L’Organizzazione mondiale della sanità (Oms) lancia l’allarme e denuncia un pericoloso crescendo nella diffusione dell’epidemia di ebola che, anche se difficilmente uscirà dai confini dell’Africa occidentale, potrebbe divenire incontrollabile.

Un’aula scolastica vuota a Monrovia (Afp)

E oggi a Conakry, in Guinea, in un vertice con i presidenti dei Paesi colpiti, viene annunciato un piano da cento milioni di dollari per bloccare il contagio. Il direttore generale dell’Oms, Margaret Chan, ha spiegato che il livello dell’epidemia e «la persistente minaccia che pone» richiede «una risposta a un nuovo livello».

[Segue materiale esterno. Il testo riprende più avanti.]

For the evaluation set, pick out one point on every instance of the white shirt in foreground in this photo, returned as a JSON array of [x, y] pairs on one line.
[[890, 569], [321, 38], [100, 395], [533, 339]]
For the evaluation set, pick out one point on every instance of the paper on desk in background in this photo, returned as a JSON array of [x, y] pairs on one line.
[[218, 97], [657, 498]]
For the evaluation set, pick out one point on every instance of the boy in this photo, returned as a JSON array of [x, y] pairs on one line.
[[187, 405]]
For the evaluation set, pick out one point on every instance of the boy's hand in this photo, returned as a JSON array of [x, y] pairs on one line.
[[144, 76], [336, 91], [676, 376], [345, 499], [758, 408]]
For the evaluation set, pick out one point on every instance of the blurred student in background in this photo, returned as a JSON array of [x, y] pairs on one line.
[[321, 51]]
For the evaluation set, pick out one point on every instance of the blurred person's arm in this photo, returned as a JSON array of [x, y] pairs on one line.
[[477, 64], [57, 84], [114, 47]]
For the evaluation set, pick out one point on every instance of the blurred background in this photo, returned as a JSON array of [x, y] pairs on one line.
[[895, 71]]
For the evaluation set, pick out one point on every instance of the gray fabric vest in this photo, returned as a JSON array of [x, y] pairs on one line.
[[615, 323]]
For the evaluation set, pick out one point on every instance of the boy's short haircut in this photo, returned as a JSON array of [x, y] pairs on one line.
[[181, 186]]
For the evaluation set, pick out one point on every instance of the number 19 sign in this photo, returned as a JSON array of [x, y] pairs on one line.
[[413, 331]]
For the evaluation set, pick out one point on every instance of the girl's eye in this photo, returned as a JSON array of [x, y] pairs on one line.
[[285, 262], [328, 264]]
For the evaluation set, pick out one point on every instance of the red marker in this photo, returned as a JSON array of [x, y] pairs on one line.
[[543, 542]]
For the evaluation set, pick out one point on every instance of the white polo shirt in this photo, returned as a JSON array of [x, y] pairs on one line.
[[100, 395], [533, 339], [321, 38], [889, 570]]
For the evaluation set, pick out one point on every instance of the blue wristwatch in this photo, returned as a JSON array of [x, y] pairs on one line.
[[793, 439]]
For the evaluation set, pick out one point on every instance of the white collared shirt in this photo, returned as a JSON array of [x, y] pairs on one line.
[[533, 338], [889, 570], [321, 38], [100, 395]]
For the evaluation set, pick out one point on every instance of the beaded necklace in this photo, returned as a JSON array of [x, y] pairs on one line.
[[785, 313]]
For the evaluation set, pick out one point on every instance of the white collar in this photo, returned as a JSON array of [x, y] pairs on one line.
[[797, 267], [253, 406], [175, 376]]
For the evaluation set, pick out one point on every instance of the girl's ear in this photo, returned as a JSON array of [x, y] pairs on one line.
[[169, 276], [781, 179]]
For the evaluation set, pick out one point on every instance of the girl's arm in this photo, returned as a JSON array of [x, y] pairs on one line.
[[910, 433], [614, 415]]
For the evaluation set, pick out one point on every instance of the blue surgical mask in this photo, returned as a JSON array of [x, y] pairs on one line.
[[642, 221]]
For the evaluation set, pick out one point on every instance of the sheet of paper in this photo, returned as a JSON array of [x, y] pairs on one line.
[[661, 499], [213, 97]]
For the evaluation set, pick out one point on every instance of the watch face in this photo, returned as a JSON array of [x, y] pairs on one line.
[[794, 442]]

Dall’inizio dell’epidemia, lo scorso dicembre, in Africa occidentale si sono registrati 1323 casi e 726 morti, dei quali 57 negli ultimi quattro giorni. L’Oms certifica anche il primo caso in Nigeria, che diventa così il quarto Paese colpito dopo Sierra Leone, Liberia e Guinea. I dati, sottolinea l’Oms in una nota, sono aggiornati al 27 luglio. «Tra il 23 e il 27 luglio — si legge — si è avuto un aumento dell’8,5 per cento dei decessi e del 10 per cento dei casi». La Guinea, da cui è partita l’epidemia, conta 460 casi e 339 morti; la Liberia — dove ieri sono state chiuse le scuole e altre strutture — 329 casi e 156 morti; la Sierra Leone 533 casi e 233 morti.